EuGH Entscheidung zum Europäischen Zahlungsbefehl: § 1092a ZPO nicht unionsrechtswidrig

Eine vielfach diskutierte Frage zur Übereinstimmung des § 1092a ZPO mit geltendem Unionsrecht ist nunmehr geklärt. Am 5. Dezember 2024 hat der Europäische Gerichtshof (EuGH) entschieden, dass die Mitgliedstaaten der Europäischen Union zusätzliche Rechtsbehelfe im Zusammenhang mit dem Europäischen Zahlungsbefehl einführen können, sofern diese die unionsrechtlichen Mindestvorgaben nicht beeinträchtigen (C-389/23). Damit hat der EuGH den in § 1092a ZPO geregelten Rechtsbehelf zur Nichtigerklärung eines Europäischen Zahlungsbefehls für unionsrechtskonform erklärt.

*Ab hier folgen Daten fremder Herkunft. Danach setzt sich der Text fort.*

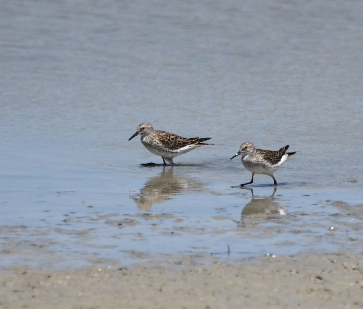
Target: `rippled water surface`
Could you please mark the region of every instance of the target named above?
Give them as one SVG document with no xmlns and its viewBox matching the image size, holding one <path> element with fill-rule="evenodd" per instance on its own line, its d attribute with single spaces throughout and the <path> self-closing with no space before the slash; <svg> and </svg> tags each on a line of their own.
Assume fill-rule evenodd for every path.
<svg viewBox="0 0 363 309">
<path fill-rule="evenodd" d="M 1 263 L 361 250 L 363 2 L 4 1 Z M 215 145 L 162 163 L 140 123 Z M 297 152 L 272 179 L 244 141 Z"/>
</svg>

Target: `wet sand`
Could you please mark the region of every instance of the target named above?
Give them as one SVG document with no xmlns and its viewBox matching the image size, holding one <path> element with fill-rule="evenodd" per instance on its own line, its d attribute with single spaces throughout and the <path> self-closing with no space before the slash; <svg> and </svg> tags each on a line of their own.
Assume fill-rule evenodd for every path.
<svg viewBox="0 0 363 309">
<path fill-rule="evenodd" d="M 193 258 L 118 268 L 1 272 L 8 308 L 358 308 L 363 254 L 265 256 L 209 264 Z"/>
</svg>

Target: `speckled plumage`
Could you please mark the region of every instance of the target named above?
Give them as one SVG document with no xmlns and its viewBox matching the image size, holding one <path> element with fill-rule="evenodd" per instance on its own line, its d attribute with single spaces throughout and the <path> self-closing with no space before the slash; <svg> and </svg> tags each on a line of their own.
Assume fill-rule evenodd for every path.
<svg viewBox="0 0 363 309">
<path fill-rule="evenodd" d="M 201 146 L 213 145 L 203 143 L 211 139 L 210 137 L 187 139 L 169 132 L 154 130 L 147 122 L 139 124 L 136 132 L 129 140 L 137 135 L 140 136 L 141 143 L 148 150 L 162 157 L 164 165 L 166 164 L 165 160 L 173 165 L 173 158 L 175 157 Z"/>
<path fill-rule="evenodd" d="M 282 165 L 287 158 L 296 153 L 296 152 L 286 152 L 289 147 L 287 145 L 275 151 L 256 149 L 254 145 L 249 142 L 242 144 L 238 152 L 231 160 L 241 154 L 242 164 L 252 173 L 252 179 L 249 182 L 241 184 L 240 186 L 252 184 L 255 174 L 268 175 L 272 178 L 274 184 L 276 186 L 277 183 L 273 177 L 273 172 Z"/>
</svg>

Das Amtsgericht Wedding, Deutschlands zentrales Europäisches Mahngericht, hatte dem EuGH die Frage zur Vereinbarkeit des § 1092a ZPO mit den Verordnungen (EG) Nr. 1896/2006 und Nr. 1393/2007 zur Vorabentscheidung vorgelegt. § 1092a ZPO sieht die Möglichkeit zugunsten des Antragsgegners vor, die Nichtigkeit eines Europäischen Zahlungsbefehls geltend zu machen, sofern die Zustellung nicht oder nicht ordnungsgemäß erfolgt ist.

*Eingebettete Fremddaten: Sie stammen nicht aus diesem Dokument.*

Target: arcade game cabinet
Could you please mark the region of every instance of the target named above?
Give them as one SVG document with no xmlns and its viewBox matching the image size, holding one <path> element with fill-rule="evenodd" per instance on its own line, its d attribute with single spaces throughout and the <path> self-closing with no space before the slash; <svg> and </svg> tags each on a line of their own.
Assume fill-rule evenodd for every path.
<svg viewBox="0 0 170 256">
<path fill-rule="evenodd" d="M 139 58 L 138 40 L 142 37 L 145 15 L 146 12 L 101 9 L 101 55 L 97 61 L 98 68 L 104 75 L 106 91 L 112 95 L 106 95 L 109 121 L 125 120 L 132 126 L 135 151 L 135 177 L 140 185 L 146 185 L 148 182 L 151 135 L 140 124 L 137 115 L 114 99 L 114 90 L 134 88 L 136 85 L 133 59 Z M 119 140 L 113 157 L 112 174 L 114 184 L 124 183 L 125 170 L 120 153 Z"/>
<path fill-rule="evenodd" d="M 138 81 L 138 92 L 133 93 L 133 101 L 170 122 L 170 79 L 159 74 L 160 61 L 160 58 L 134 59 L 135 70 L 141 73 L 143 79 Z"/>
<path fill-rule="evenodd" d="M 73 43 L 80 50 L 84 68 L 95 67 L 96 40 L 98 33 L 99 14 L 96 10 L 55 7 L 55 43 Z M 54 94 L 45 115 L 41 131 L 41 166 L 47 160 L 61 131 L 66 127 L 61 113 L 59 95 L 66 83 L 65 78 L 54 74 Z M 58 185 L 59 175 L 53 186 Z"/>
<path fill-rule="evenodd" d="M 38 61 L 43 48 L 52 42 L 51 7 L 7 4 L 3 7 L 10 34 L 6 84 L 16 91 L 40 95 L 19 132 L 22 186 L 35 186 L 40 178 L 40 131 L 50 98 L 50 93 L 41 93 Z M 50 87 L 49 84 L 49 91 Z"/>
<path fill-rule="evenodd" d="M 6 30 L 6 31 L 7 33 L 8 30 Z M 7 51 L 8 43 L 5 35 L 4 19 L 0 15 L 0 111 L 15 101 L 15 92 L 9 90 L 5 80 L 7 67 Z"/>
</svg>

Dieser Rechtsbehelf tritt zusätzlich zu dem in den Artikeln 16 und 17 der Verordnung (EG) Nr. 1896/2006 geregelten Einspruch in Kraft und greift damit weit früher im Verfahrensablauf ein. Die in § 1092a ZPO getroffene Regelung ist dabei durchaus kritisch zu betrachten, da die Norm aufgrund ihrer strengen Rechtsfolge – der Nichtigkeit – teils zu zufälligen Ergebnissen führt. Dies liegt insbesondere daran, dass die Rechtswirkung maßgeblich davon abhängt, ob der Zustellungsfehler zuerst vom Antragsgegner oder vom Gericht festgestellt wird. Dies beeinträchtigt insbesondere Gläubiger, die auf die Verlässlichkeit und Effizienz des Europäischen Mahnverfahrens vertrauen müssen. Die Norm führt daher zu einer gewissen Aushöhlung des Europäischen Zahlungsbefehls. Daher die Vorlage des Zentralen Mahngerichts Wedding.

Der EuGH hat nun geurteilt, dass die Verordnung (EG) Nr. 1896/2006 lediglich Mindestvorschriften für das Mahnverfahren aufstellt. Den Mitgliedstaaten sei es darüber hinaus freigestellt, zusätzliche Rechtsbehelfe zu schaffen, solange diese die Ziele und Grundsätze der Verordnung nicht beeinträchtigen. Dies gelte insbesondere für Fälle, in denen ein Zahlungsbefehl trotz fehlerhafter oder unterbliebener Zustellung vollstreckbar erklärt wurde. Dem trage die Regelung des § 1092a ZPO Rechnung. Daher sei diese auch europarechtlich konform.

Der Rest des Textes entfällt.